Wie ein Fahndungsfoto präsentieren sie hier den T-Zellen einen Teil der gefressenen Eiweißbruchstücke des Erregers an ihrer Oberfläche. „Es ist eine enorm spannende Frage, wie sich ein derart komplexer, vielzelliger Körper wie der menschliche gegen innere und äußere Bedrohungen wehren kann“, sagt Leithner. Und natürlich könne ein besseres Verständnis des Immunsystems effektivere Behandlungsmethoden für viele Krankheiten mit sich bringen. „Im Labor merkt man allerdings fast nie etwas von die- sem Aspekt.“Im Nachhinein sehe man jedoch an der Entstehungsgeschichte von Medikamenten, „dass am Anfang immer die Grundlagenforschung stand“. Dieser widmet sich Leithner mit Leib und Seele. „Grundlagenforschung gibt mir das Gefühl, ein Stück weit an etwas ,Wahrem‘ zu arbeiten, das unabhängig von der Menschheit existiert.“Zugleich entdecke man Dinge, „die vorher noch niemand erkannt hat“.
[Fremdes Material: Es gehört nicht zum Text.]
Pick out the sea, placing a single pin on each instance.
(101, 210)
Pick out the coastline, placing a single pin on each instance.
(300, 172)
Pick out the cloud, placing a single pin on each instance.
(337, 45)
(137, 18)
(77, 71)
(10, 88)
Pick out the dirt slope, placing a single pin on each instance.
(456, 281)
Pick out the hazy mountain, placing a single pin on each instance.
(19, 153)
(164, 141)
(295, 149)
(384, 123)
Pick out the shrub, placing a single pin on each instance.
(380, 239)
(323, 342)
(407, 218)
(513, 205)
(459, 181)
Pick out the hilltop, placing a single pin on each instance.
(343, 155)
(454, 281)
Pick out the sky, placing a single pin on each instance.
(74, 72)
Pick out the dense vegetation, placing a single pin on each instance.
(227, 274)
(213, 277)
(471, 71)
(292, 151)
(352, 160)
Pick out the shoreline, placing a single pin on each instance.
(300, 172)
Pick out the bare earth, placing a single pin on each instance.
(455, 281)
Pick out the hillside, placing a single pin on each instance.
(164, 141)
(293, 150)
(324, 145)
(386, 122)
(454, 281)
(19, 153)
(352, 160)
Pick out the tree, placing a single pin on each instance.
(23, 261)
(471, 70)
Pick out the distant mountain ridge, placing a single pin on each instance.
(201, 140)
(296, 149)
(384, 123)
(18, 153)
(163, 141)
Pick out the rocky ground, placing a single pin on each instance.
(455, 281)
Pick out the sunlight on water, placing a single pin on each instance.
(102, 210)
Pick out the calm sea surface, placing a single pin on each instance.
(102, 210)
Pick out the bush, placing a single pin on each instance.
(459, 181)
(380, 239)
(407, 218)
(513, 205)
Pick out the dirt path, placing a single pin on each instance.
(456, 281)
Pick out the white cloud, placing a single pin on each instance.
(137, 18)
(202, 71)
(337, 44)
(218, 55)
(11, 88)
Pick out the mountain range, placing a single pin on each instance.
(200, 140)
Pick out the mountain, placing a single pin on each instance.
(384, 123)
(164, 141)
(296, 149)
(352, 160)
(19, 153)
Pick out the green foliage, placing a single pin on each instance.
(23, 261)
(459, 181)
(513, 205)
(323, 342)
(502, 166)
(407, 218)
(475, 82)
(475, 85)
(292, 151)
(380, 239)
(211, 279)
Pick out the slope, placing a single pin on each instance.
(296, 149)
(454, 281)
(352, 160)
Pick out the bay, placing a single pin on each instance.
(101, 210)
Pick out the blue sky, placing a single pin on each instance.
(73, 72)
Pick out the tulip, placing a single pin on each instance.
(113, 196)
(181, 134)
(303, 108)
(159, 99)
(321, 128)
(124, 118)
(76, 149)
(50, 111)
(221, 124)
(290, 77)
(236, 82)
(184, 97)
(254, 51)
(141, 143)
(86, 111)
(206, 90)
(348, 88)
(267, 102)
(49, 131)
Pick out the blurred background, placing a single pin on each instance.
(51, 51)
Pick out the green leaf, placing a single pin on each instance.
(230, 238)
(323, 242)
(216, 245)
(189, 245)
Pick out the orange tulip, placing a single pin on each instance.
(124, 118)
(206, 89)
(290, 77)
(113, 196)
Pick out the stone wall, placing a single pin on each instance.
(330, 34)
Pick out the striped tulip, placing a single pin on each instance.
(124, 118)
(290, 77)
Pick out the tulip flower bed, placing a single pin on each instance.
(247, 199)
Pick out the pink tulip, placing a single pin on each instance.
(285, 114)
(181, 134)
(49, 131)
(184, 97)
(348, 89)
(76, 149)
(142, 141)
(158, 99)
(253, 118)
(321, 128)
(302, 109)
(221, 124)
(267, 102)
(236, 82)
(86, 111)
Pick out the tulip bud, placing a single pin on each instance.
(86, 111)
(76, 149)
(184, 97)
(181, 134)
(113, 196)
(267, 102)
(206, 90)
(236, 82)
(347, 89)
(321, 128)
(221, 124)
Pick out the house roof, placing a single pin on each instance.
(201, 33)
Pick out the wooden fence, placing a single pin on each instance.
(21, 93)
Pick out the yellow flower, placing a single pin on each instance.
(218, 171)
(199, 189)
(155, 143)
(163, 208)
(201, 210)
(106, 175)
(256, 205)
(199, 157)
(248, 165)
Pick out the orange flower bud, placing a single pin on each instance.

Leithner hat an der Uni Wien Mikrobiologie, Genetik und Entwicklungsbiologie studiert und fand schnell heraus, dass ihm die Laborarbeit liegt. Ein Forschungsaufenthalt in den USA bestärkte ihn in dem Wunsch, das Doktorat zu machen. „Das Erlernte in einem internationalen Umfeld anwenden zu können hat mein Vertrauen in meine Fähigkeiten gefestigt.“Das IST Austria, wo er im April promoviert hat, habe ihm viele Perspektiven eröffnet: „Hier habe ich neue Labortechniken und Denkweisen kennengelernt und genieße den Austausch mit Wissenschaftlern aus aller Welt.“
Neuerdings hat er einen weiteren Pluspunkt für sich entdeckt: die Kinderbetreuung direkt auf dem Campus. „Gäbe es diese nicht, müssten entweder meine Frau oder ich die Wissenschaftskarriere aufgeben.“Seine Frau ist Doktorandin am IST Austria. Wenn Leithner im November nach der Väterkarenz ins Labor zurückkehrt, wird er seine dann einjährige Tochter hier gut untergebracht wissen und ein Projekt zu den Kommunikationswegen zwischen den dendritischen Zellen und den T-Zellen wiederaufnehmen. „Die Informationsweitergabe erfolgt durch Berührung, doch die Details sind noch nicht ganz klar.“
Teil eines Wissenschaftlerpaars zu sein habe den Vorteil, dass der andere die oft anstrengenden Rahmenbedingungen gut kenne. „Andererseits erfordert es ein hohes Maß an Koordination.“Die Karenz möchte Leithner, der gern wandert und sich für Geschichte interessiert, keinesfalls missen. „Es ist einfach wundervoll, ein kleines Wesen beim Erkunden der Welt zu begleiten.“
(30) studierte Biologie an der Universität Wien. Nach dem Bachelor in Genetik und Mikrobiologie schloss er 2012 den Master in Genetik und Entwicklungsbiologie ab. Für die Dissertation wechselte er ans IST Austria in Klosterneuburg. Im April promovierte er und ging danach in Väterkarenz. Ab November wird er dort als Postdoc weiter an den Kommunikationswegen der dendritischen Zellen im Immunsystem forschen.